幻の豆腐はどのようにして作られているのでしょうか。

まだ空に月が輝く時間から山城とうふの朝は始まります。

創業63年の山城とうふ店の味を守り続けているのが2代目の山城好充さん(73)です。

山城好充さん
「作り方はそのまま。全くそのままです」

大豆を絞って取った豆乳に火をかけて沸騰するまで待ち、そこから水を加えて温度を下げにがりを加えて豆腐を作ります。

山城好充さん
「温度管理が難しいです」

豆腐は昔ながらの味を守るために重要なのが地釜でつくること。大豆の風味を最も感じることができるそうです。

創業者である山城さんの祖母は目の前に広がる海の海水で豆腐を作っていましたが、今は独自の配合で再現しています。

山城好充さん
「にがりと塩で調整して海と同じPH(ペーハ)。
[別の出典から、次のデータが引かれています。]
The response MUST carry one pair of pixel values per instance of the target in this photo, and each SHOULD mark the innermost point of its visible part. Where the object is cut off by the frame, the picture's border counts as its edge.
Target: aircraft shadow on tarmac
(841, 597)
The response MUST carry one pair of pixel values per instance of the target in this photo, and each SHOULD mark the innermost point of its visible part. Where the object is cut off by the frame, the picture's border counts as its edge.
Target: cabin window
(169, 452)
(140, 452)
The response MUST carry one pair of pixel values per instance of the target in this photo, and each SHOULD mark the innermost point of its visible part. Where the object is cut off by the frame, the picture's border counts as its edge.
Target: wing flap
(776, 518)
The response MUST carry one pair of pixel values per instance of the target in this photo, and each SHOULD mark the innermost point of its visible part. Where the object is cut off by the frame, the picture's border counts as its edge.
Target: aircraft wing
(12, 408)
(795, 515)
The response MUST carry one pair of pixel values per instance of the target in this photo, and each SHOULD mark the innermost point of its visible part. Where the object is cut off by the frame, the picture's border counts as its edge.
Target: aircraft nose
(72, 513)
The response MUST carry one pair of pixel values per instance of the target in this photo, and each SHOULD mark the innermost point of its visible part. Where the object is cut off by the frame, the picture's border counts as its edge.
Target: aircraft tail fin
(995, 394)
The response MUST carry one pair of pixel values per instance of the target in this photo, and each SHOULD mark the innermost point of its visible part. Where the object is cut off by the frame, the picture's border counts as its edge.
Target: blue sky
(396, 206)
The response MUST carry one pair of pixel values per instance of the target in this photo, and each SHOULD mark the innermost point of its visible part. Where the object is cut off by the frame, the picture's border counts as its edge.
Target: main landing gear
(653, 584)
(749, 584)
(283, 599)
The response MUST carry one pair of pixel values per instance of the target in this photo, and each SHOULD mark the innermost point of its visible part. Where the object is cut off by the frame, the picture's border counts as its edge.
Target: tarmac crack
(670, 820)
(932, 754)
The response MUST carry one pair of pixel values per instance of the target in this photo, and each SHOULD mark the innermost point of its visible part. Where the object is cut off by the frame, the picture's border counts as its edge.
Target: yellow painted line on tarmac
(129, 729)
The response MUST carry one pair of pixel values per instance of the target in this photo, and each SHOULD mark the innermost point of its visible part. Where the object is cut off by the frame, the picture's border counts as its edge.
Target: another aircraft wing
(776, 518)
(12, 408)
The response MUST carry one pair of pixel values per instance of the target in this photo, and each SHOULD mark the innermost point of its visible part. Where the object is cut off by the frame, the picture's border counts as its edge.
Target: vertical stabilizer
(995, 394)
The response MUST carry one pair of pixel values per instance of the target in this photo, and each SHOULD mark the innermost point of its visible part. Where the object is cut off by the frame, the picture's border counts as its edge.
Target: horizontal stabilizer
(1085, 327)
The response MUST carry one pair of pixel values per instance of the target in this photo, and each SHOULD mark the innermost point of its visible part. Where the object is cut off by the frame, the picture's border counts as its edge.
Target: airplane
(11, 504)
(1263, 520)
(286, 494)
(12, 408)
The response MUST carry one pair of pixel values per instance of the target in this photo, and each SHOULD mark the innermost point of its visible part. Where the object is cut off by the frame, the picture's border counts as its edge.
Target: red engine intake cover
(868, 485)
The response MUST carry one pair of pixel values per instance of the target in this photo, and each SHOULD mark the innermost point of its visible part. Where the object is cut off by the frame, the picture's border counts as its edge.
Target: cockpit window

オリジナルです」

にがりを入れてしばらく待つとふわふわのゆし豆腐が。最後の豆腐が容器に移される頃には空は明るくなっていました。

山城好充さん
「こだわりというか、頑固。老舗の味をそのままという感じで、だからなるべく、自分のオリジナルの豆腐を残したい。噛んで味わってくれれば、その人がリピーターになれば一番いいと思います」

創業以来初めてとなる出張販売は娘の具志堅玲乃さんの提案によるものでした。

具志堅玲乃さん
「豆腐業界がすごく大変で原価高騰も相まって、大変だ、大変だという思いがあるのですが、職人の思いをしっかり受け取ってほしいなと思って」

多くの豆腐店が厳しい経営環境に置かれる中、消費拡大に繋げて業界全体を盛り上げたいというのが具志堅さんの切なる思いです。

チャンプルーや煮付け、そして祝い事などに欠かせない食材で沖縄の食文化の一端を担う豆腐。

脈々と受け継がれてきた作り手たちの情熱がこもった豆腐を味わってみてはいかがでしょうか。